HIERARCHICAL ORDER OF POWER

• Instead of a world ordered by superpowers, an international geopolitical system that is emerging is polycentric and polyarchic.

• Polycentric means having more than one center as of development or control and polyarchic is a from of government in which power is invested in multiple people.

• 1) The major powers are first-order states with the capacities and ambitions to expand their influence beyond the region they are located. The United States, China, the European Union, Russia, and Japan are major powers.

HIERARCHICAL ORDER OF POWER

• 2) Regional Powers such as Iran, Turkey, Australia, and South Africa are representative examples of regional powers. While their reach currently is regional, they have the potential to become major powers.

• 3) A third order of states has also arisen– those with unique ideological or cultural capacities to influence their neighbors.

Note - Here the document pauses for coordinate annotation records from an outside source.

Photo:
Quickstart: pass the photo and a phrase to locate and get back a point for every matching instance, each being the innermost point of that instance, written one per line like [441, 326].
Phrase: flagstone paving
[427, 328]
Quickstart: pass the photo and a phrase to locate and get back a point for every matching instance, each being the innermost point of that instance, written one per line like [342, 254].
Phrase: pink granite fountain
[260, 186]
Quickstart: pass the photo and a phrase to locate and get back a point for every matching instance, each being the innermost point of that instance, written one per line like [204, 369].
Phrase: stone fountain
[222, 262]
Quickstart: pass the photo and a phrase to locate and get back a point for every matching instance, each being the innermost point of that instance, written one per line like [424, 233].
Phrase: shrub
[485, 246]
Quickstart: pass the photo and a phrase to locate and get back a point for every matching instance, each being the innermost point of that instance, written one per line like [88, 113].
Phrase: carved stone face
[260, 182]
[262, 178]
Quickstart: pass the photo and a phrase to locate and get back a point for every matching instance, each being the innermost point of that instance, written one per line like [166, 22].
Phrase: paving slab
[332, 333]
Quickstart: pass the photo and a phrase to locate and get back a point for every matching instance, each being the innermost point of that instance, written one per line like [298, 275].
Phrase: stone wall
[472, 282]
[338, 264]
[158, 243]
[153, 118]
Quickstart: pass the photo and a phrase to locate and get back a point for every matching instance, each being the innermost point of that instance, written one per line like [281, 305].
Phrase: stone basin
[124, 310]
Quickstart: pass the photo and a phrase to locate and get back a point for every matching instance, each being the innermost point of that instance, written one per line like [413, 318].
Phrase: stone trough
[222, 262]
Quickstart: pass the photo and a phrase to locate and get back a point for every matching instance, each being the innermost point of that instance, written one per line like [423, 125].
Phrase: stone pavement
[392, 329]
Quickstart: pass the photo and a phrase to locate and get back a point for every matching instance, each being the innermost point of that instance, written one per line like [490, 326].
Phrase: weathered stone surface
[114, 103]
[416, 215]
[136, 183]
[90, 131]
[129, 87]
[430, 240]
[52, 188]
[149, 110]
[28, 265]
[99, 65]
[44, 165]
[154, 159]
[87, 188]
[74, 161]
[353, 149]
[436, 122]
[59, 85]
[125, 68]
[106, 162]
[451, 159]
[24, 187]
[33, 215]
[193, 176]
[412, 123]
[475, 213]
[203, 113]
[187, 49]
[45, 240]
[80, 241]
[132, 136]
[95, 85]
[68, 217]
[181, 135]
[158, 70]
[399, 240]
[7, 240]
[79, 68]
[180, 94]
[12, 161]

Examples include Cuba and North Korea, whose military power is maintained by ideological rigor.

• 4) Fourth-order states are generally incapable of applying pressure upon their neighbors.

• 5) Fifth order states depend upon outside sustenance for survival.

IMPACT OF GEOGRAPHY

• Geography is the study of the features and patterns formed by the interaction of the natural and human-made environments.

• The importance of geographic proximity in waging war and conducting trade is reflected in many ways. For example, UN launching pads for drones are placed in Djibouti to strike al-Qaeda in Yemen, and France has developed a similar site in Niger for its operations against terrorists in northern Mali. Empty desert landscapes serve as the locale for space exploration bases, as is the case for Russia’s Baikonour Cosmodrome in northern Kazakhstan.

IMPACT OF GEOGRAPHY

• Population density is another important geographic consideration in international relations. High densities inhibit drone strikes for fear of causing many civilian casualties. Consequently, such densities provide safe havens for Afghan Taliban leadership in Pakistan’s Karachi, with a population of twenty million.

• Changes in the natural environment have profound geopolitical implications. Global warming has made possible navigation of Russia’s Artic Northern Sea Route during the summer. With continued global warming, this is likely to evolve into a full-year transit way, strengthening the economic ties between Europe and China.

GEOPOLITICAL MAP OF THE FUTURE

• The geopolitical structure of the twenty-first century will not be under the aegis of an American empire, in which order is maintained by the benign, omnipotent superpower.

• Washington’s greater focus on diplomatic soft power rather than military power reflects recognition of its new international strategy. The promotion of the Obama administration of transatlantic and transpacific free-trade pacts reflects a strategic focus on those regions which are part of the maritime realm.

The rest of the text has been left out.